01:42:04 E/ddms: Failed to execute runnable (java.lang.ArrayIndexOutOfBoundsException: -1)
org.eclipse.swt.SWTException: Failed to execute runnable (java.lang.ArrayIndexOutOfBoundsException: -1)
	at org.eclipse.swt.SWT.error(Unknown Source)
	at org.eclipse.swt.SWT.error(Unknown Source)
	at org.eclipse.swt.widgets.Synchronizer.runAsyncMessages(Unknown Source)
	at org.eclipse.swt.widgets.Display.runAsyncMessages(Unknown Source)
	at org.eclipse.swt.widgets.Display.readAndDispatch(Unknown Source)
	at com.android.ddms.UIThread.runUI(UIThread.java:517)
	at com.android.ddms.Main.main(Main.java:116)
Caused by: java.lang.ArrayIndexOutOfBoundsException: -1
	at org.eclipse.jface.viewers.AbstractTableViewer$VirtualManager.resolveElement(AbstractTableViewer.java:100)
	at org.eclipse.jface.viewers.AbstractTableViewer$1.handleEvent(AbstractTableViewer.java:70)
	at org.eclipse.swt.widgets.EventTable.sendEvent(Unknown Source)
	at org.eclipse.swt.widgets.Widget.sendEvent(Unknown Source)
	at org.eclipse.swt.widgets.Widget.sendEvent(Unknown Source)
	at org.eclipse.swt.widgets.Widget.sendEvent(Unknown Source)
	at org.eclipse.swt.widgets.Table.checkData(Unknown Source)
	at org.eclipse.swt.widgets.Table.cellDataProc(Unknown Source)
	at org.eclipse.swt.widgets.Display.cellDataProc(Unknown Source)
	at org.eclipse.swt.internal.gtk.OS._gtk_list_store_append(Native Method)
	at org.eclipse.swt.internal.gtk.OS.gtk_list_store_append(Unknown Source)
	at org.eclipse.swt.widgets.Table.setItemCount(Unknown Source)
	at org.eclipse.jface.viewers.TableViewer.doSetItemCount(TableViewer.java:217)
	at org.eclipse.jface.viewers.AbstractTableViewer.internalVirtualRefreshAll(AbstractTableViewer.java:661)
	at org.eclipse.jface.viewers.AbstractTableViewer.internalRefresh(AbstractTableViewer.java:635)
	at org.eclipse.jface.viewers.AbstractTableViewer.internalRefresh(AbstractTableViewer.java:620)
	at org.eclipse.jface.viewers.StructuredViewer$7.run(StructuredViewer.java:1430)
	at org.eclipse.jface.viewers.StructuredViewer.preservingSelection(StructuredViewer.java:1365)
	at org.eclipse.jface.viewers.StructuredViewer.preservingSelection(StructuredViewer.java:1328)
	at org.eclipse.jface.viewers.StructuredViewer.refresh(StructuredViewer.java:1428)
	at org.eclipse.jface.viewers.ColumnViewer.refresh(ColumnViewer.java:537)
	at org.eclipse.jface.viewers.StructuredViewer.refresh(StructuredViewer.java:1387)
	at com.android.ddmuilib.logcat.LogCatPanel$LogCatTableRefresherTask.run(LogCatPanel.java:1000)
	at org.eclipse.swt.widgets.RunnableLock.run(Unknown Source)
	... 5 more

En voila. You still haven't taken a screenshot.

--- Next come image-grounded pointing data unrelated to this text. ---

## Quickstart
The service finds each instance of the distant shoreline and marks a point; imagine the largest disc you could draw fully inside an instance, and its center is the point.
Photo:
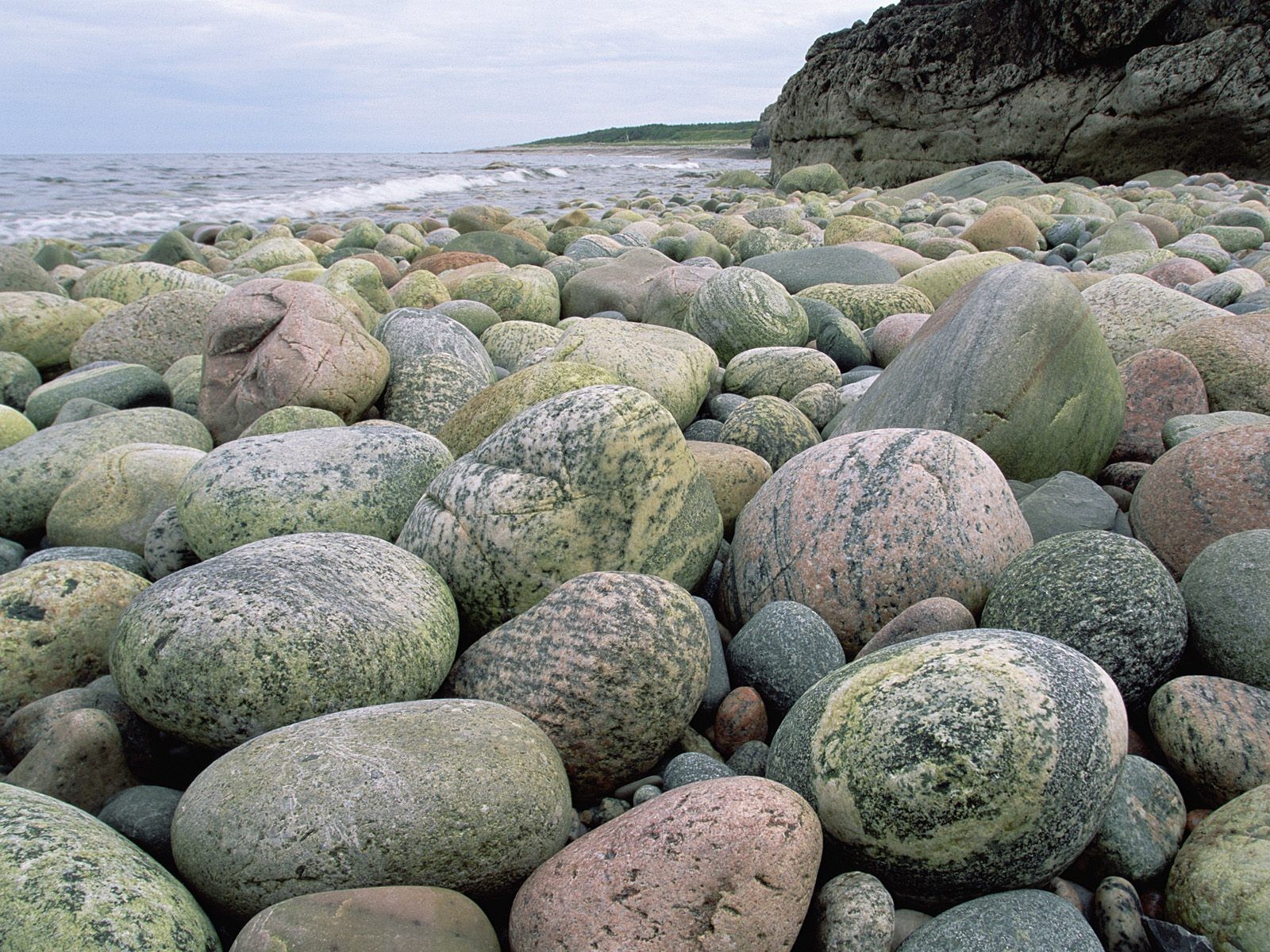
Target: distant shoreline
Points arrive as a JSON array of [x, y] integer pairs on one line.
[[679, 150]]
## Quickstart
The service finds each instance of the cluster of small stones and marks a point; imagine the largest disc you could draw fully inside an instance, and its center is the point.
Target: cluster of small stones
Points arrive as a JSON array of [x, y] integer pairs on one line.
[[865, 569]]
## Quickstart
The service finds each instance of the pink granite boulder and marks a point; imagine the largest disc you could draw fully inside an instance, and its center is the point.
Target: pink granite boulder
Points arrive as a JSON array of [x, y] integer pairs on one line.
[[721, 865]]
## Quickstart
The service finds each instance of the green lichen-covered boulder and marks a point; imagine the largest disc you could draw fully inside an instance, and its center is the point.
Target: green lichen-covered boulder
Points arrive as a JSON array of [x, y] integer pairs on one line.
[[37, 469], [156, 332], [1015, 363], [779, 371], [118, 385], [137, 279], [868, 305], [610, 666], [117, 497], [521, 294], [1016, 920], [464, 795], [512, 344], [597, 479], [741, 309], [1222, 873], [770, 427], [362, 479], [941, 279], [860, 527], [670, 365], [71, 882], [1104, 594], [810, 178], [499, 403], [42, 327], [56, 620], [960, 763], [279, 631]]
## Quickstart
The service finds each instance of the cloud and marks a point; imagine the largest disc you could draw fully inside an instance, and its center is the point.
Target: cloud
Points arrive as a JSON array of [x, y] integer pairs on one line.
[[327, 75]]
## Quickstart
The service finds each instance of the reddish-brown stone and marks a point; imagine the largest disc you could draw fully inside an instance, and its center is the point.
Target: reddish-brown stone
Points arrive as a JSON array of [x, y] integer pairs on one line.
[[741, 717], [275, 343], [721, 865], [1202, 490], [1157, 385]]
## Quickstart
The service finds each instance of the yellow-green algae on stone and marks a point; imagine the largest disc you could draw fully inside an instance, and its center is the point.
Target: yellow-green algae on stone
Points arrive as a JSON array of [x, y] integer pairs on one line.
[[595, 480], [465, 795], [1219, 884], [281, 630], [364, 479], [959, 763], [71, 884]]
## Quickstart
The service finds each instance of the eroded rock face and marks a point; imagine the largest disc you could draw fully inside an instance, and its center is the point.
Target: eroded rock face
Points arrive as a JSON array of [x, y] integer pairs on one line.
[[1087, 88]]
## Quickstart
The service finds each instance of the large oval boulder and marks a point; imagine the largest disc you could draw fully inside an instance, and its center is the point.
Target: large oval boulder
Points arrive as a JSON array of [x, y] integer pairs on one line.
[[362, 479], [283, 343], [864, 526], [1015, 363], [465, 795], [283, 630], [733, 860], [595, 480], [960, 763], [611, 666], [71, 882]]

And for the record, I'm aware that Android 4.0 can do it, but Google still hasn't provided an update for the Nexus One (their first flagship device) and is unlikely to do it. That's not really encouraging into buying a newer device.

Update: upgraded to platforn tools version 11 and still the same problem.